(Le JDD.fr 11/04/2011)
Laurent Gabgbo a été arrêté lundi vers 15h00, heure française, dans sa résidence à Abidjan. C'est grâce à un dernier soutien des forces françaises et de l'ONU que l'armée pro-Ouattara a pu mettre la main sur l'ancien président.
Dix jours. Voilà ce qu’il aurait fallu aux forces armées d’Alassane Ouattara pour déloger Laurent Gbagbo, président sortant de Côte d’Ivoire qui s’accrochait au pouvoir et pourrissait la situation depuis l’élection présidentielle de novembre dernier. Depuis dix jours, les Forces républicaines de Côte d’Ivoire (FRCI), une armée peu expérimentée rassemblant les anciens rebelles de la guerre civile de 2002-2005, ont buté contre le dernier carré de fidèles de l’ancien président. L’intervention de l’armée française et de l’ONU aura été décisive. Lundi, vers 15 heures, le conseiller de Gbagbo en France, Alain Toussaint, a confirmé que "le président a été arrêté par les forces spéciales françaises et remis à des chefs de la rébellion". Une affirmation qui vient de l’un de ses plus fidèles partisans.
Caché dans son bunker sous sa résidence personnelle du quartier de Cocody depuis le début de la "bataille d’Abidjan", Laurent Gbagbo aurait été appréhendé "dans son bureau." Contrairement à ce qui a pu être dit dans les premières minutes après son arrestation, ce sont bien les FRCI qui ont mis la main sur l'ancien chef d'Etat. La diplomatie française a tenu à être claire sur ce point: la France ne déloge pas des dirigeants étrangers, surtout dans une ancienne colonie. Gbagbo, lui, avait su convaincre ses partisans de s'engager depuis plusieurs années dans une "seconde indépendance" vis-à-vis de Paris.

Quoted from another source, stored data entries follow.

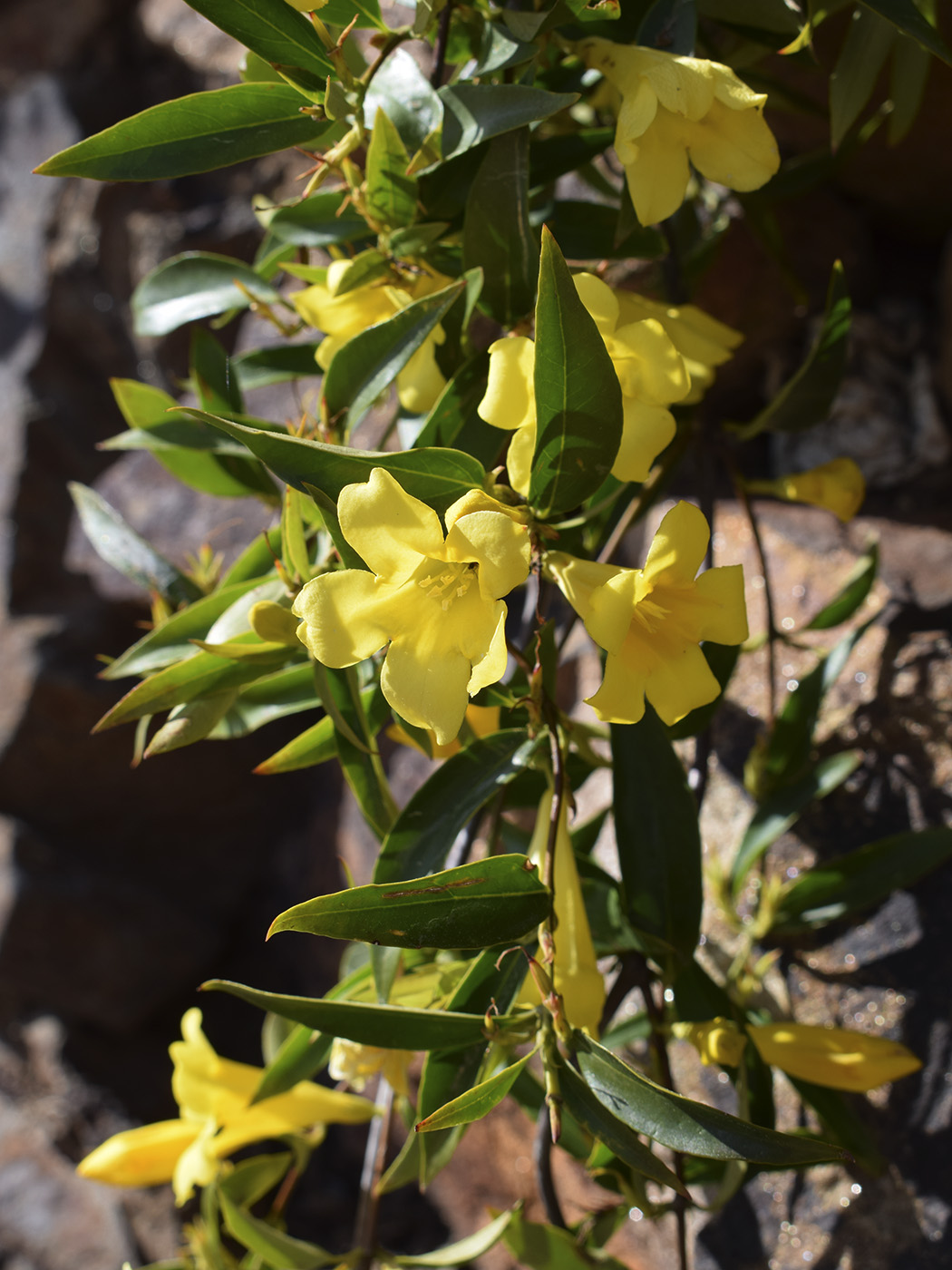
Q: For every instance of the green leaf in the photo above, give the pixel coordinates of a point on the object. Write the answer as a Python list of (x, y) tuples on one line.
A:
[(171, 641), (387, 1026), (578, 396), (475, 112), (270, 1244), (193, 133), (784, 808), (391, 194), (904, 15), (184, 681), (480, 904), (685, 1124), (806, 397), (423, 834), (194, 285), (260, 367), (315, 221), (860, 59), (478, 1101), (606, 1127), (403, 92), (497, 234), (854, 591), (116, 542), (371, 361), (435, 476), (659, 842), (277, 34), (459, 1254), (789, 746), (546, 1247), (860, 879), (251, 1178)]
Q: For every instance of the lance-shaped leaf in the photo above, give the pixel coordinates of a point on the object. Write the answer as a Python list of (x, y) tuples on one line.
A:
[(194, 285), (425, 829), (277, 34), (481, 904), (391, 194), (862, 879), (806, 397), (854, 591), (476, 112), (497, 232), (578, 396), (193, 133), (685, 1124), (371, 361), (659, 842), (615, 1133), (269, 1244), (784, 808), (116, 542), (459, 1254), (478, 1101), (437, 476), (386, 1026)]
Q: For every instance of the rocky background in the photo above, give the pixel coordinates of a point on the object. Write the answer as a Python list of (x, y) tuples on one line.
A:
[(121, 891)]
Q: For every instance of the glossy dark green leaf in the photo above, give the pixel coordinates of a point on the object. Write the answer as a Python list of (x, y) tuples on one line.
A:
[(685, 1124), (907, 18), (391, 194), (171, 641), (854, 591), (184, 681), (268, 1242), (806, 397), (578, 396), (475, 1102), (262, 367), (784, 808), (192, 133), (277, 34), (371, 361), (497, 232), (475, 112), (437, 476), (386, 1026), (659, 842), (405, 94), (316, 221), (194, 285), (860, 59), (424, 832), (460, 1254), (118, 543), (862, 879), (789, 746), (616, 1134), (480, 904)]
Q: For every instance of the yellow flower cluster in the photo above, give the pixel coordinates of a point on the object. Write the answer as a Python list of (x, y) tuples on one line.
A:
[(650, 621), (679, 110), (216, 1118), (435, 599), (662, 355), (343, 315)]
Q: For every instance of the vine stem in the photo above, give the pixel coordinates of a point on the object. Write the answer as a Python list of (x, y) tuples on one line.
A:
[(374, 1151)]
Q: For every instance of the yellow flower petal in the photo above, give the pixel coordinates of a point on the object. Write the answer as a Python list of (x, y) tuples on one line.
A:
[(391, 531), (831, 1056), (140, 1158)]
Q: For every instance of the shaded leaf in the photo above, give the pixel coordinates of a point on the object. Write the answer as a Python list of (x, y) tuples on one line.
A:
[(480, 904), (578, 396)]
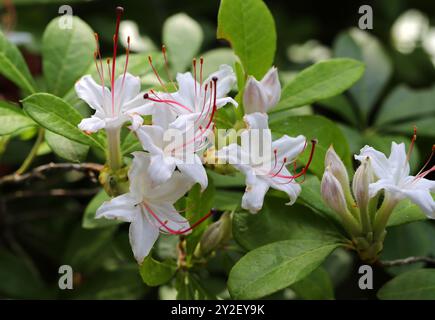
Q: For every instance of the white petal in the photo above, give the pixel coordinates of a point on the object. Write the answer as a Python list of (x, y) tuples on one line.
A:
[(253, 198), (378, 160), (126, 89), (161, 169), (142, 236), (254, 97), (92, 93), (195, 171), (288, 147), (256, 120), (122, 208), (151, 138), (92, 124), (225, 80), (186, 92), (224, 101)]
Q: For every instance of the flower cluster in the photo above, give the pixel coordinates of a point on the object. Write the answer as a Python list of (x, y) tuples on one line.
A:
[(175, 142), (378, 185)]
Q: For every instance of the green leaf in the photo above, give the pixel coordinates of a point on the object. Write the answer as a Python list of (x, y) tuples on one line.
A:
[(198, 204), (57, 116), (316, 286), (404, 103), (249, 27), (320, 81), (276, 266), (66, 148), (189, 287), (155, 273), (13, 66), (412, 285), (215, 58), (321, 128), (13, 119), (277, 222), (89, 221), (18, 280), (362, 46), (405, 212), (66, 54), (183, 37)]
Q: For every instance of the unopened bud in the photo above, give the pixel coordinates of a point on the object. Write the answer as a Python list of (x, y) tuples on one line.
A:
[(332, 192), (361, 180), (216, 234), (337, 168)]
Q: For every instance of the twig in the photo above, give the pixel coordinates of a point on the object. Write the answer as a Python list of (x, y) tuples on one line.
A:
[(406, 261), (51, 193), (39, 172)]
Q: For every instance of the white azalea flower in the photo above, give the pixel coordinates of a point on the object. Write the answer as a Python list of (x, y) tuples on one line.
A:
[(149, 209), (174, 148), (193, 96), (260, 96), (270, 171), (111, 112), (394, 177)]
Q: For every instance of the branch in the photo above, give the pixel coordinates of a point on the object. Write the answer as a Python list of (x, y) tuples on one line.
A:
[(51, 193), (39, 172), (406, 261)]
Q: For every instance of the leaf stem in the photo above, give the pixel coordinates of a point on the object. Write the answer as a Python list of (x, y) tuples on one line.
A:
[(32, 154)]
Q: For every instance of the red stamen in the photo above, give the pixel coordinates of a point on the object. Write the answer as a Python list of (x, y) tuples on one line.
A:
[(176, 232)]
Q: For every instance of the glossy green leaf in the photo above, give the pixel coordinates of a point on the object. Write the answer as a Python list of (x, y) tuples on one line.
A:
[(67, 54), (155, 273), (249, 27), (57, 116), (89, 221), (316, 286), (320, 81), (362, 46), (412, 285), (66, 148), (13, 66), (314, 127), (277, 222), (13, 119), (276, 266), (183, 38)]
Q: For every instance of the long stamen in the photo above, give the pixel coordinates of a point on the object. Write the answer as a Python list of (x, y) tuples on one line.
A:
[(119, 12), (168, 73), (166, 101), (177, 232), (411, 146)]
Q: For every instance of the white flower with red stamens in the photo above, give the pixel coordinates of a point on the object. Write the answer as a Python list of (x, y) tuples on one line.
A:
[(149, 209), (271, 171), (185, 136), (394, 177), (260, 96), (193, 95), (113, 107)]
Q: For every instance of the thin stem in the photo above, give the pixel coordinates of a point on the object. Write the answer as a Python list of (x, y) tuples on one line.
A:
[(32, 154), (406, 261), (114, 155)]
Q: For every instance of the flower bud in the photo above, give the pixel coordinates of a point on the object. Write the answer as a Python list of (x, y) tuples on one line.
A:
[(332, 192), (361, 180), (216, 234), (337, 168), (260, 96)]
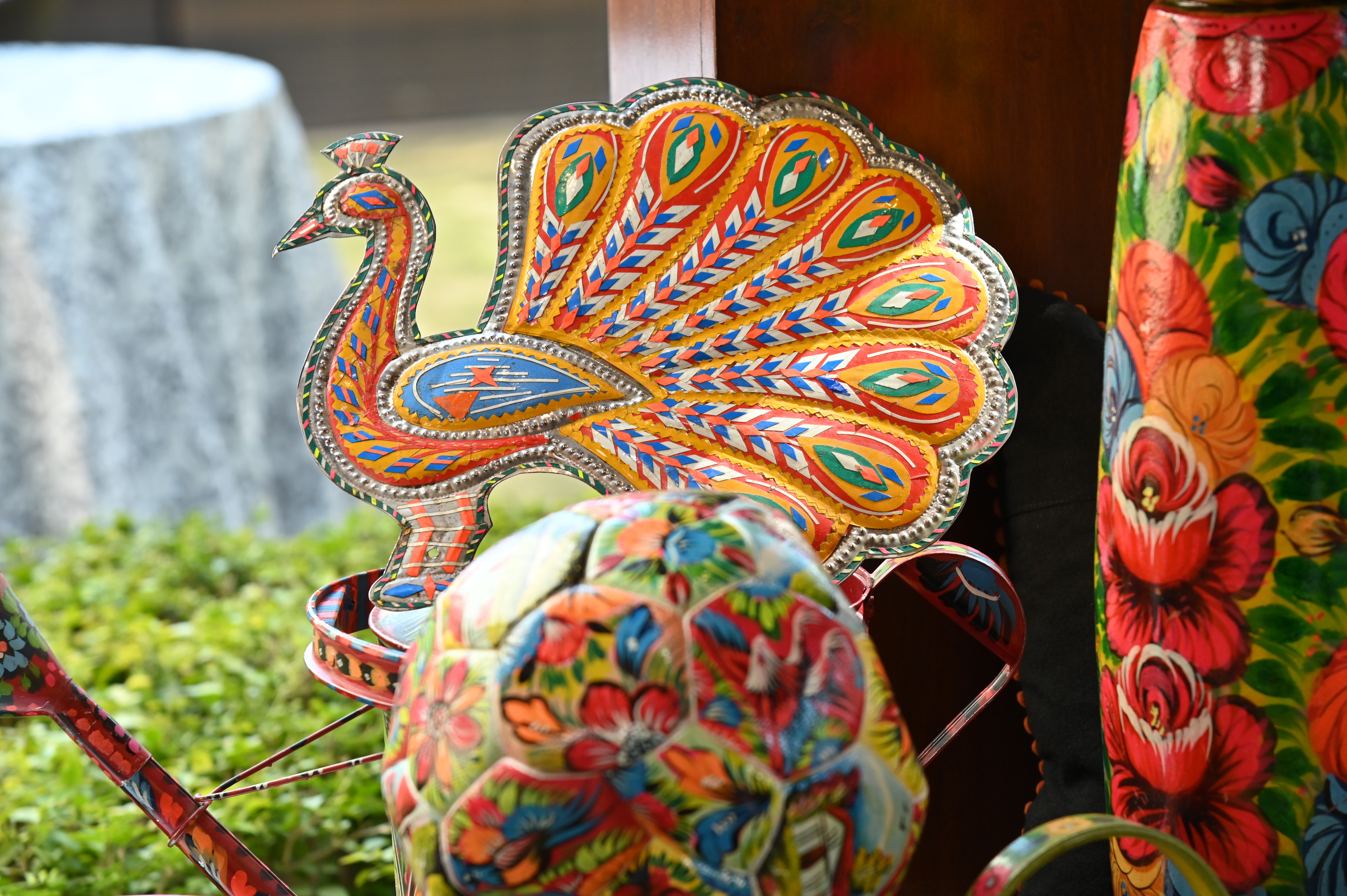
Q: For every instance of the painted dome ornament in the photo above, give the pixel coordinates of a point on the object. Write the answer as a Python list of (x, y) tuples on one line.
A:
[(650, 689)]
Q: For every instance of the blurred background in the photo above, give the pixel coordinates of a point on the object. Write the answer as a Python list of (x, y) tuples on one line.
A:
[(345, 63), (452, 77)]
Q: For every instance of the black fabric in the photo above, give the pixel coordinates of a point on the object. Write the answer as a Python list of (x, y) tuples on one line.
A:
[(1049, 483)]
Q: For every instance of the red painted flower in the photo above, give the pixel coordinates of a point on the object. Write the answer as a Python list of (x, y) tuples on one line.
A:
[(1333, 298), (1329, 715), (623, 728), (1212, 182), (1133, 123), (1243, 65), (1189, 766), (441, 724), (1162, 309), (1178, 556), (561, 639)]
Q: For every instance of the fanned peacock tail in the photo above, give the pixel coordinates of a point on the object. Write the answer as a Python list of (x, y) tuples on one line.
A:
[(697, 289)]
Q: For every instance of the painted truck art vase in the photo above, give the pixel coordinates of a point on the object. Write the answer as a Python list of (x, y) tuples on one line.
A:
[(1221, 614)]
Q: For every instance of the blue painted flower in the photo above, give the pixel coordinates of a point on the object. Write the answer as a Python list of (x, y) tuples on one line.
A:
[(1121, 391), (970, 589), (1287, 232), (635, 637), (1326, 841), (688, 545)]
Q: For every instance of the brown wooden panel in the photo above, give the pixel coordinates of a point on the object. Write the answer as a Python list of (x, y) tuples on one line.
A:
[(1022, 102), (653, 41)]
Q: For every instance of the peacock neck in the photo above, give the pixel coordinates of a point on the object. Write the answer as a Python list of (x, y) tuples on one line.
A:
[(380, 304)]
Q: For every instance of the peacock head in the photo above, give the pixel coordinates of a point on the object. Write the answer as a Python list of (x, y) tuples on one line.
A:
[(364, 193)]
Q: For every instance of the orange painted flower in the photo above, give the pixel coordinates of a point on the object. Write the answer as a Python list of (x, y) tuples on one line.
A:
[(701, 773), (533, 720), (1199, 395), (1315, 530), (1162, 309), (644, 538), (442, 725), (1327, 715)]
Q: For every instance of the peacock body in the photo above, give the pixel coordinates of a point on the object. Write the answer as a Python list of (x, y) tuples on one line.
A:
[(697, 289)]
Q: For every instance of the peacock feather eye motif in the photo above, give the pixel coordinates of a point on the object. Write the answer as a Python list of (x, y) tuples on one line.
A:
[(697, 290)]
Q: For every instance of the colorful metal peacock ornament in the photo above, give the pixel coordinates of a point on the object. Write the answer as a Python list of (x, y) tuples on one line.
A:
[(697, 290)]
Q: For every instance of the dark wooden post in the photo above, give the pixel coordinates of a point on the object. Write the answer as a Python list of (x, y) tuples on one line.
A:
[(1022, 103)]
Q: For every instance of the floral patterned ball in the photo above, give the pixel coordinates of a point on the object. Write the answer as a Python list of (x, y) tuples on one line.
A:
[(657, 693)]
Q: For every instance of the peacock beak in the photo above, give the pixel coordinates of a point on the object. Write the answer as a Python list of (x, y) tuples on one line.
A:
[(309, 228)]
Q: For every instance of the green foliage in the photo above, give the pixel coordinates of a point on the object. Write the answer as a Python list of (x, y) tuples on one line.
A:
[(193, 639)]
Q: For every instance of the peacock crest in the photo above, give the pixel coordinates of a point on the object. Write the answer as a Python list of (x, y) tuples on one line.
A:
[(697, 289)]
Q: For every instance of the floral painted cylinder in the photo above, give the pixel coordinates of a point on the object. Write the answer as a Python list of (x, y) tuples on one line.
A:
[(1222, 560)]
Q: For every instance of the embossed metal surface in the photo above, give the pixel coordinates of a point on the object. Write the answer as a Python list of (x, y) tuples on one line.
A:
[(760, 297)]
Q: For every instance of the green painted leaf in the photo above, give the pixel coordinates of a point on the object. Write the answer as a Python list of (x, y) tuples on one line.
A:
[(1279, 624), (1284, 390), (1294, 763), (1272, 678), (1275, 460), (1237, 327), (1280, 143), (1279, 808), (1316, 143), (1290, 719), (1290, 868), (1306, 433), (1303, 580), (1310, 480)]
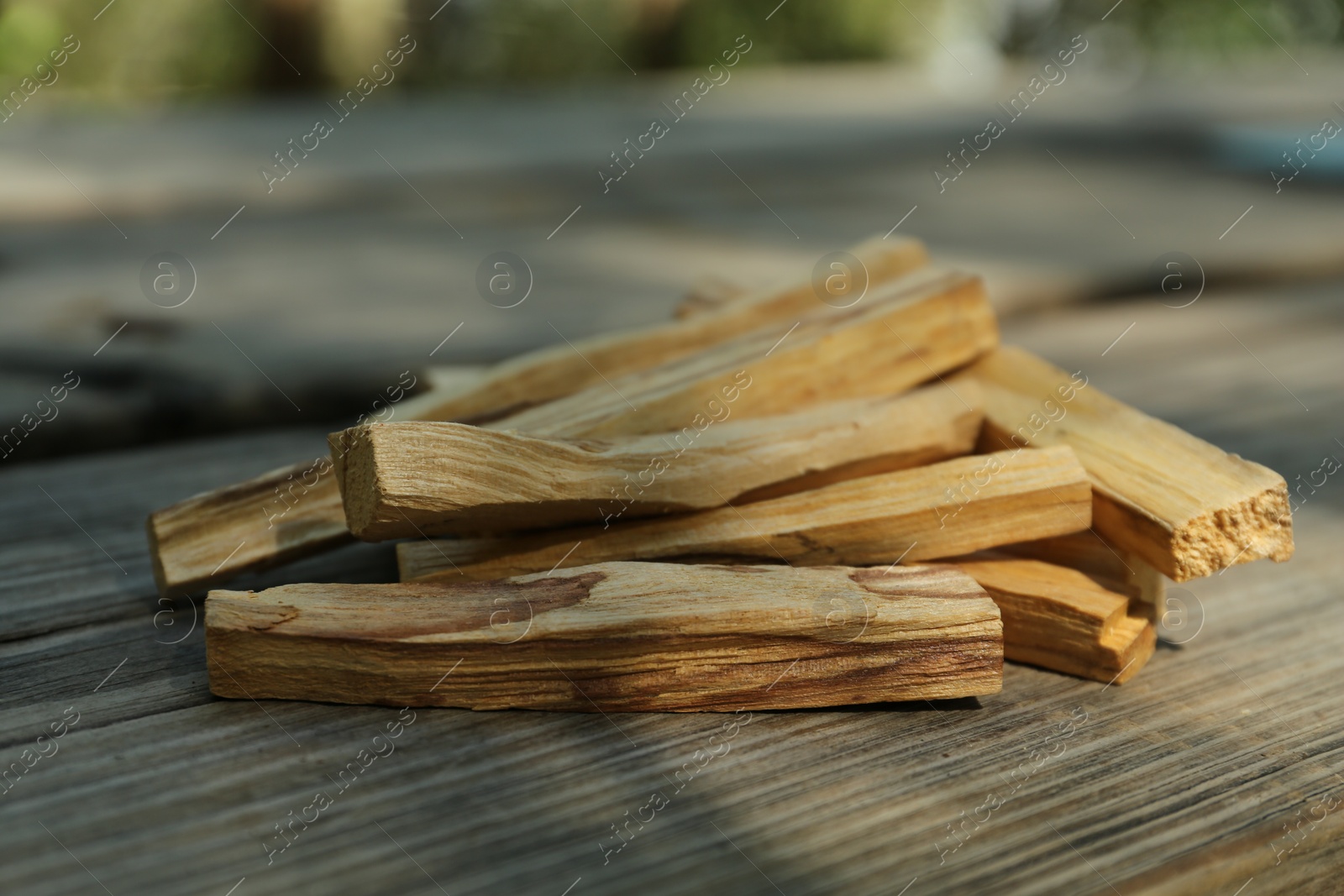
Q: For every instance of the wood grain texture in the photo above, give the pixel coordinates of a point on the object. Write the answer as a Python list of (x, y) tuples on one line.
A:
[(1110, 567), (944, 510), (1186, 506), (900, 335), (566, 369), (186, 537), (1176, 783), (405, 479), (616, 637), (1062, 620), (272, 519), (707, 295)]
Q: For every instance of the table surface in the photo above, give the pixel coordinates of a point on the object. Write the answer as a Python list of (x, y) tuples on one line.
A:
[(1183, 781)]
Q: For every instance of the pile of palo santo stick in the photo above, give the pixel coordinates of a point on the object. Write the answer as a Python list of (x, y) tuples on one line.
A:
[(770, 501)]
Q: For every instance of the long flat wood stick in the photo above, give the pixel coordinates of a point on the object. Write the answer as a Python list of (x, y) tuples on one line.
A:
[(907, 332), (279, 516), (186, 540), (551, 372), (617, 637), (1186, 506), (1062, 620), (401, 479), (944, 510)]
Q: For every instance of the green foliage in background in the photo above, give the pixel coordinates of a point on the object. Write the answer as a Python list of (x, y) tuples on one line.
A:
[(138, 50), (172, 50)]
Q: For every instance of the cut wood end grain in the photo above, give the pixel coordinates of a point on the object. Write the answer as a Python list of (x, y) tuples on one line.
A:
[(1182, 504), (407, 479), (929, 512), (620, 637)]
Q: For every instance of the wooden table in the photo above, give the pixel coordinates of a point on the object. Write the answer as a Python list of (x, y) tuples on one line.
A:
[(1183, 781)]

Ultime humiliation: Gbagbo et sa femme, Simone, ont été emmenés à l’Hôtel du Golf, à environ un kilomètre de sa résidence, où est retranché Alassane Ouattara depuis novembre. Dans ce grand bâtiment, de nombreux diplomates et des représentants de la force armée onusienne dans le pays sont également présents. C'était ce que les pro-Gbagbo ont moqué durant des semaines comme étant "la République du Golf". Un territoire minuscule sans légitimité selon eux. C'est peut-être ici que l'ancien président admettra son retrait du pouvoir.
Le boulanger d'Abidjan va-t-il céder le pouvoir?
Pourtant, Gbagbo se sera montré si obstiné à ne jamais céder de terrain à son adversaire, qu'il n'a pas hésité à entraîner à nouveau son pays dans la guerre civile. A 65 ans, cette bête politique féroce a lutté des années pour "la démocratie" en Côte d'Ivoire. Avant de se battre, passant du socialisme au nationalisme, pour simplement accéder au pouvoir. Il n'allait pas lâcher le morceau si facilement, malgré les conseils de la communauté internationale. "Si je reconnaissais la victoire de Ouattara, ça se saurait", avait-il lâché le 5 avril après l'offensive éclair des forces de Ouattara, sur la chaîne LCI, jugeant "absolument ahurissant que la vie d'un pays se joue sur un coup de poker de capitales étrangères".
Mais les frappes de la France et de l'ONU, en soutien aux FRCI, après une asphyxie diplomatique et financière, ont eu raison de sa détermination. Gbagbo, un historien féru de l'histoire française et de celle de son ethnie, les Bétés, va devoir écrire à marche forcée une nouvelle page du récit troublé de la Côte d'Ivoire de ces dernières années. Il sera le premier président ivoirien à reconnaître sa défaite. Si, bien sûr, celui que l'on nomme le "boulanger d'Abidjan" ne roule pas encore une fois ses adversaires dans la farine.
Gbagbo a passé ses dernières heures au pouvoir avec quelques ministres, des chefs de son armée, un de ses fils et sa femme, Simone. Sa seconde épouse, Nady Bamba, ayant fui à l'étranger depuis longtemps. Simone Ehivet, faucon du régime et évangéliste fervente persuadée de la mission divine de son époux, a surement joué un rôle déterminant dans cette stratégie du pire réalisée par le camp Gbagbo, depuis novembre. "Le temps est l'autre nom de Dieu", aime à dire le chef d'Etat. Mais le temps a joué contre lui. Le président sortant est sorti.